Re: index prefetching

From: Tomas Vondra <tomas(dot)vondra(at)enterprisedb(dot)com>
To: Andres Freund <andres(at)anarazel(dot)de>
Cc: PostgreSQL Hackers <pgsql-hackers(at)lists(dot)postgresql(dot)org>, Georgios <gkokolatos(at)protonmail(dot)com>
Subject: Re: index prefetching
Date: 2023-12-09 18:08:20
Message-ID: cd63c8bc-3d3c-00ab-f7eb-fa55969c3234@enterprisedb.com
Views: Raw Message | Whole Thread | Download mbox | Resend email
Thread:
Lists: pgsql-hackers

Hi,

Here's a simplified version of the patch series, with two important
changes from the last version shared on 2023/11/24.

Firstly, it abandons the idea to use preadv2() to check page cache. This
initially seemed like a great way to check if prefetching is needed, but
in practice it seems so expensive it's not really beneficial (especially
in the "cached" case, which is where it matters most).

Note: There's one more reason to not want rely on preadv2() that I
forgot to mention - it's a Linux-specific thing. I wouldn't mind using
it to improve already acceptable behavior, but it doesn't seem like a
great idea if performance without would be poor.

Secondly, this reworks multiple aspects of the "layering".

Until now, the prefetching info was stored in IndexScanDesc and
initialized in indexam.c in the various "beginscan" functions. That was
obviously wrong - IndexScanDesc is just a description of what the scan
should do, not a place where execution state (which the prefetch queue
is) should be stored.
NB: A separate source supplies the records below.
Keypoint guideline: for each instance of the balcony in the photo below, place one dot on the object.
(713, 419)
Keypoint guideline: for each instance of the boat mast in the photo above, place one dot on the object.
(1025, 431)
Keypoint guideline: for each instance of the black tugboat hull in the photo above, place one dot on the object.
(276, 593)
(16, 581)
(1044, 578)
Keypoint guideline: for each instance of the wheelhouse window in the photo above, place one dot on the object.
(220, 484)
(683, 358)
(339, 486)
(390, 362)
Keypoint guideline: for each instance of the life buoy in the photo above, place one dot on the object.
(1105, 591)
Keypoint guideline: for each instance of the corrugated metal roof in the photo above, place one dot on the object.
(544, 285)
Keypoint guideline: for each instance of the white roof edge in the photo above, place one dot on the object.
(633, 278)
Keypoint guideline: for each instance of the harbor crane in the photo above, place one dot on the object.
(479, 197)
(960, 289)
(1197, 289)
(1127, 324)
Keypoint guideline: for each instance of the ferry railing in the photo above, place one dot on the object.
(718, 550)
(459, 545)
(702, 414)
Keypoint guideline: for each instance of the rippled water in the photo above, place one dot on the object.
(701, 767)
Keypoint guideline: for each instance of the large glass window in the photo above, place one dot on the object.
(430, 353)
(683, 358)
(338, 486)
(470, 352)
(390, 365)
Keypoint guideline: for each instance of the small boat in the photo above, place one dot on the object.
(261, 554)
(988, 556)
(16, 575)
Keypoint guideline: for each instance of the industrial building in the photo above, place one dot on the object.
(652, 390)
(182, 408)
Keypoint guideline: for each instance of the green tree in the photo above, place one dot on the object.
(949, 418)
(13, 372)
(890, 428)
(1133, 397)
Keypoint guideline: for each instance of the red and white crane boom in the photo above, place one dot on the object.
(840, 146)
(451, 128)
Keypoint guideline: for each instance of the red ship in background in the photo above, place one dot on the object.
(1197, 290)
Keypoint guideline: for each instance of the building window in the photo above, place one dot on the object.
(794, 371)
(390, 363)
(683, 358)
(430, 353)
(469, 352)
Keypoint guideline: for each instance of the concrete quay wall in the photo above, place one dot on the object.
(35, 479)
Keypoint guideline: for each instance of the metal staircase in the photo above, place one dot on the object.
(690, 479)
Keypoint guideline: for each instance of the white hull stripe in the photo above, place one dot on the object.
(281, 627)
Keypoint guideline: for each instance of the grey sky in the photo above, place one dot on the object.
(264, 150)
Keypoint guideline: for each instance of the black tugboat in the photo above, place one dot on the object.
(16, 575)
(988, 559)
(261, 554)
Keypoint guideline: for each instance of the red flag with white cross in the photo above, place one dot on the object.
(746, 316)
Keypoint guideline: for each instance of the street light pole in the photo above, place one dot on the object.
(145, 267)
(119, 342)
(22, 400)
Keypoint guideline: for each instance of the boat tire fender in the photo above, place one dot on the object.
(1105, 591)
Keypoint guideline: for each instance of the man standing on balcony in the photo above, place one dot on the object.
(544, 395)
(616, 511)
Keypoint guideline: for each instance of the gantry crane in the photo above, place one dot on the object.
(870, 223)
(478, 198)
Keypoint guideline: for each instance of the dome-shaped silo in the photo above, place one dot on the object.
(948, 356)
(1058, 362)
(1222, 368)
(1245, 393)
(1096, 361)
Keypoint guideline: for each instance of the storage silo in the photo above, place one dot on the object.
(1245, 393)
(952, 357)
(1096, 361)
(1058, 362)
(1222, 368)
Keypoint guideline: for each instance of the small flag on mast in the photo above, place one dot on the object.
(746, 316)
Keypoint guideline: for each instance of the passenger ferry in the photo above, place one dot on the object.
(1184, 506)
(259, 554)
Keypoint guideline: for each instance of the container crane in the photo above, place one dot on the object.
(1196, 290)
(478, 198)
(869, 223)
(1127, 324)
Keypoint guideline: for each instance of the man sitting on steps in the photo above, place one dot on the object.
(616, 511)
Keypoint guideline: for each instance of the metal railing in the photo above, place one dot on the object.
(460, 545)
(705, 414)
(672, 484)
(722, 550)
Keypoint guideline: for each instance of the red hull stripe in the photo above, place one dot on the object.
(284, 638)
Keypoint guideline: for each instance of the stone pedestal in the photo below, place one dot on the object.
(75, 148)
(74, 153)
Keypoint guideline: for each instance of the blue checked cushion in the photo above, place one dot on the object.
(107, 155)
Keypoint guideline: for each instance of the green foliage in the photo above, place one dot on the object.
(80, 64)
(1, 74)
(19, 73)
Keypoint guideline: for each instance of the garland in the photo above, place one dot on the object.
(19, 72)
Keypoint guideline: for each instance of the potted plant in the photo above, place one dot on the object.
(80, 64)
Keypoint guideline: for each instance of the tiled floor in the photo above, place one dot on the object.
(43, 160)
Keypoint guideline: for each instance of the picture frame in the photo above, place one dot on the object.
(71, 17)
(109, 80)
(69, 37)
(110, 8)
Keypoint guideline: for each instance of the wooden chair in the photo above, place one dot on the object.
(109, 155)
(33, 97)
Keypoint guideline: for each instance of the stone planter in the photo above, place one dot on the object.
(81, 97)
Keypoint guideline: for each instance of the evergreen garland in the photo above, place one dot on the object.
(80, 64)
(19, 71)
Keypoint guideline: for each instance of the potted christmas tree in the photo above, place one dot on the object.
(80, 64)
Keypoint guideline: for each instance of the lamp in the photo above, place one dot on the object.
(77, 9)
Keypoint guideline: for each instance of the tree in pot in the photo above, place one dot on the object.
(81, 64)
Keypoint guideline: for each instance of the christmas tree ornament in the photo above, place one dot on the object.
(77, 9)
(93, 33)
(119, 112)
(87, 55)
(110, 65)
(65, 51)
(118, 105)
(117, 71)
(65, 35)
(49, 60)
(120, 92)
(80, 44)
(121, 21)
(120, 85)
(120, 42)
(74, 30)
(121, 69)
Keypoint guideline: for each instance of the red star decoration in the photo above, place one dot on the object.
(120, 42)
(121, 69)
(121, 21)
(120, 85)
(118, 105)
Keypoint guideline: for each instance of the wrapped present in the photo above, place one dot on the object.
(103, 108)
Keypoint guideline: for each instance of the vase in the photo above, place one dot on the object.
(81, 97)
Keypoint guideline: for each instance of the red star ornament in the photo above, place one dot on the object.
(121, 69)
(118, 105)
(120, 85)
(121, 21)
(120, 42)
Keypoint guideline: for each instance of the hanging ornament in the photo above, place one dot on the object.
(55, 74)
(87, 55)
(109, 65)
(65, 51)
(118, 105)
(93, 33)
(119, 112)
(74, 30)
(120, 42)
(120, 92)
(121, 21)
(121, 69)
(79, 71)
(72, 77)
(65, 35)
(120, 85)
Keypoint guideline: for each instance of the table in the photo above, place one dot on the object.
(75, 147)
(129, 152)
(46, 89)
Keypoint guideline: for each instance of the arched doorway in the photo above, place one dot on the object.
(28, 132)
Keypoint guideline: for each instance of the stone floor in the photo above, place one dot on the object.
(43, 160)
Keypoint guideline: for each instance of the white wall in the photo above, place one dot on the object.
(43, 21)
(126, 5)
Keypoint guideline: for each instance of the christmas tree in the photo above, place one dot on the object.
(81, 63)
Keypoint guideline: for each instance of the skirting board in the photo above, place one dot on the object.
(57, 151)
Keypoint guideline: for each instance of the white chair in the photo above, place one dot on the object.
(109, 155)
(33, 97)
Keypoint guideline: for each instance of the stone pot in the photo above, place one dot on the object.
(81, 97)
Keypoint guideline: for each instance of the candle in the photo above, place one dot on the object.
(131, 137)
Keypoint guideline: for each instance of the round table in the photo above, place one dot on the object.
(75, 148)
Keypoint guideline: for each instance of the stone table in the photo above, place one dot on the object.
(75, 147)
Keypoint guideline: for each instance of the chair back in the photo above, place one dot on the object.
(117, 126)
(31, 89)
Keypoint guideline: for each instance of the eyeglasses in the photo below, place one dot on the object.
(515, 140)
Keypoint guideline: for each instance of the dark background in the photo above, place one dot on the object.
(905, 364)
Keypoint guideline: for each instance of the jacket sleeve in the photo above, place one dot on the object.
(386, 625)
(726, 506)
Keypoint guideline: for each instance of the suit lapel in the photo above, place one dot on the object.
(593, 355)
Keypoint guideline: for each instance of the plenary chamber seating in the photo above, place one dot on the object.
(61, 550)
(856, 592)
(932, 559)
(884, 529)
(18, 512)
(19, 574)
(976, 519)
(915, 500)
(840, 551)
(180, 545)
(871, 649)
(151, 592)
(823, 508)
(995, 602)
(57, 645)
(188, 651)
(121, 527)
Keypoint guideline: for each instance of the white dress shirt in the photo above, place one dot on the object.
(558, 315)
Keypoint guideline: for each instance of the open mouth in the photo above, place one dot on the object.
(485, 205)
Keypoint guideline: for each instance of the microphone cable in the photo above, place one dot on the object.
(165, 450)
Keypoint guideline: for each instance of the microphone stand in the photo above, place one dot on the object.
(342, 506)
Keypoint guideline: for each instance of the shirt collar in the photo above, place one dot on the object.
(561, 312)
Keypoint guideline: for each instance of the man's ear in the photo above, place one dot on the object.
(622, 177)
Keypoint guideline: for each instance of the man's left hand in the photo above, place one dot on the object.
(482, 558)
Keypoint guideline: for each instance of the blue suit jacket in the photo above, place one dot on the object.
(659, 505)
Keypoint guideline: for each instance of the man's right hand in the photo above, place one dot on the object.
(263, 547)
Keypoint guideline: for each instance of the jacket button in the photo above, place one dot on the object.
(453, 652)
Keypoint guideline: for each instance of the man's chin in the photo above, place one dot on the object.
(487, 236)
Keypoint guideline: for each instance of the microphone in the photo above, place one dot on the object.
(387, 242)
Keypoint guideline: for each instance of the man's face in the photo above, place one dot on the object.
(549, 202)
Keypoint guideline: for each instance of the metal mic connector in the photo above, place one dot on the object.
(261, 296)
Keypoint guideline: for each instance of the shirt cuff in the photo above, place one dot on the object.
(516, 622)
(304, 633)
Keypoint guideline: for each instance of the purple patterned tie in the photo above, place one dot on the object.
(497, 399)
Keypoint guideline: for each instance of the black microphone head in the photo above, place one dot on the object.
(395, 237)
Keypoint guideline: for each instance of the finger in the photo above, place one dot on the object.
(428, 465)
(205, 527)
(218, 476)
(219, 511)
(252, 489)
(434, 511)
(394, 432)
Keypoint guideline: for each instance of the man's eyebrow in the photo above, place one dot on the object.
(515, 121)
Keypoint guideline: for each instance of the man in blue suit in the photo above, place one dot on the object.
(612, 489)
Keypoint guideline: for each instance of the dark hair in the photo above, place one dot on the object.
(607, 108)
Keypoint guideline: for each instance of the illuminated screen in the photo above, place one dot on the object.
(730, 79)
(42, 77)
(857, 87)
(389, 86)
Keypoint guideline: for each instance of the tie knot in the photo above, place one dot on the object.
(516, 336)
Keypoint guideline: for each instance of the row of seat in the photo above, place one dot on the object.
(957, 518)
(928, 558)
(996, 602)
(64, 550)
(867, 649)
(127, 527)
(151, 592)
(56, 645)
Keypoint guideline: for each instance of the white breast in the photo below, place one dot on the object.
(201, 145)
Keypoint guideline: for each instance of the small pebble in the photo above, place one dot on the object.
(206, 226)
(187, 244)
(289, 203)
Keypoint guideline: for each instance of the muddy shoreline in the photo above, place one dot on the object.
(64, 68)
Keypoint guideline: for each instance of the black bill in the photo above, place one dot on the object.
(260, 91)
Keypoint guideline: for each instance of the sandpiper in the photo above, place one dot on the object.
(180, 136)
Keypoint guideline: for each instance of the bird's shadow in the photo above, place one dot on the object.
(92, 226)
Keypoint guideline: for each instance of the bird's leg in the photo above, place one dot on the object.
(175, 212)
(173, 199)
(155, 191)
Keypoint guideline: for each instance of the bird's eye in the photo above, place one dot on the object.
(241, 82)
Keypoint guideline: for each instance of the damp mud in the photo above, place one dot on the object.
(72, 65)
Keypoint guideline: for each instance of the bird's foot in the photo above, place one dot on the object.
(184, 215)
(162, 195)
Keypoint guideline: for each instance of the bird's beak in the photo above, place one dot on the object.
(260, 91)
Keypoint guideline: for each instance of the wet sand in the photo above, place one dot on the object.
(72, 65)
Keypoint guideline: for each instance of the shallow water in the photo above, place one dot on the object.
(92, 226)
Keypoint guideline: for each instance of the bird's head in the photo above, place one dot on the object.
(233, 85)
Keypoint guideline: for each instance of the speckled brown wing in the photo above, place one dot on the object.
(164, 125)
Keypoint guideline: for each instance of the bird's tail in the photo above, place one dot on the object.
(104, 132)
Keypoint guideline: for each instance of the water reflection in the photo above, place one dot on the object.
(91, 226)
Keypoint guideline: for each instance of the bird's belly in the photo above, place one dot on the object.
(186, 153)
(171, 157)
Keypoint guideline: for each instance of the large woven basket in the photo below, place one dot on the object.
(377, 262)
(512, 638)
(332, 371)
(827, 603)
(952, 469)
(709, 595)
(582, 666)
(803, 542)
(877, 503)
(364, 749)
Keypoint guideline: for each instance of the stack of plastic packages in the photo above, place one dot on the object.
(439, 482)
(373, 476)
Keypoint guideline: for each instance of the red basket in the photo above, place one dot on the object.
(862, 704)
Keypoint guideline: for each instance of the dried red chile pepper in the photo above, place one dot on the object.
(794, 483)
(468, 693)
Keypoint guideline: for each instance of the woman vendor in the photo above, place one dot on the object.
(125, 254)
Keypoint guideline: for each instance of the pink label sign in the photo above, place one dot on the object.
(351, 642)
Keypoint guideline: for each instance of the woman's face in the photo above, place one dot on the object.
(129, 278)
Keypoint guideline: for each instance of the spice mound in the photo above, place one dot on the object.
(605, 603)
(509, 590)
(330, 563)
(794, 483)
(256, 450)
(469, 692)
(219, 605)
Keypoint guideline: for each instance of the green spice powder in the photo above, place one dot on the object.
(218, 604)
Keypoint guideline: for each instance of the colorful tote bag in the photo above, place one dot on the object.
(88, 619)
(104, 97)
IndexScanState (and IndexOnlyScanState) is a more
appropriate place, so I moved it there.

This also means the various "beginscan" functions don't need any changes
(i.e. not even get prefetch_max), which is nice. Because the prefetch
state is created/initialized elsewhere.

But there's a layering problem that I don't know how to solve - I don't
see how we could make indexam.c entirely oblivious to the prefetching,
and move it entirely to the executor. Because how else would you know
what to prefetch?

With index_getnext_tid() I can imagine fetching XIDs ahead, stashing
them into a queue, and prefetching based on that. That's kinda what the
patch does, except that it does it from inside index_getnext_tid(). But
that does not work for index_getnext_slot(), because that already reads
the heap tuples.

We could say prefetching only works for index_getnext_tid(), but that
seems a bit weird because that's what regular index scans do. (There's a
patch to evaluate filters on index, which switches index scans to
index_getnext_tid(), so that'd make prefetching work too, but I'd ignore
that here. There are other index_getnext_slot() callers, and I don't
think we should accept does not work for those places seems wrong (e.g.
execIndexing/execReplication would benefit from prefetching, I think).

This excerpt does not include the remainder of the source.